Report Reveals 10 Percent Increase in Compensation Claims to the Injuries Board

Claims to the Injuries Board have increased by 10 percent in the first half of the year according to a report published on the government body´s website.

The analysis of claims to the Injuries Board from January to June 2013 show that the number of applications for the assessment of compensation received by the Injuries Board increased from 14,685 in the corresponding period in 2012 to 16,162 – a rise of just over 10 percent.

The number of assessments accepted by plaintiffs also increased from 5,180 to 5,286, but this represented a significant drop in the percentage of claims to the Injuries Board which were successfully resolved (37.2 percent > 32.7 percent) and indicates that fewer claims for personal injury compensation are being resolved through the Injuries Board process.

The total value of accepted assessments and the average value of each assessment also increased (by 8 percent and 4 percent respectively); however CEO of the Injuries Board in Ireland – Patricia Byron – explained that this was due to a small number of exceptional claims to the Injuries Board – one of which resulted in the highest ever accepted Injuries Board assessment of €976,000.

Once again, claims for injuries sustained in road traffic accidents accounted for the highest proportion of claims to the Injuries Board (75.5 percent), while there was an ongoing reduction in claims for injuries at work (8.1 percent). The remainder of the requests for an assessment of injury compensation were made in respect of public liability claims – injuries sustained in places of public access and product liability claims.

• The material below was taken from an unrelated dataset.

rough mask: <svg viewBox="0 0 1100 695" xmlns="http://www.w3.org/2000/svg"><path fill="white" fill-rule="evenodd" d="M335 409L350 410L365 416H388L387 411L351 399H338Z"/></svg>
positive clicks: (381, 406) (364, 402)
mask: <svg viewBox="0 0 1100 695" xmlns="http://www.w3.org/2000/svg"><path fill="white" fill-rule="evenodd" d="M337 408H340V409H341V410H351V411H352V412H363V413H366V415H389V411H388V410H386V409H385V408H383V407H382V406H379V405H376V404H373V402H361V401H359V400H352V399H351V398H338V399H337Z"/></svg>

Discussing the increased volume of claims to the Injuries Board and the higher level of injury compensation settlements, Ms Byron warned insurance companies not to use the Injuries Board statistics as an excuse to raise insurance premiums. She said “Given a reduction of 30 percent in the Boards processing fee to respondents [down from €850.00 to €600.00], we see no basis for insurance premium hikes at this time”.

Potential plaintiffs should that while it may still be quicker to resolve a claim for personal injury compensation through direct contact with the negligent party´s insurers, making a claim to the Injuries Board is still necessary (except in claims for medical negligence and professional negligence) in case your claim cannot be resolved by negotiation and requires court action.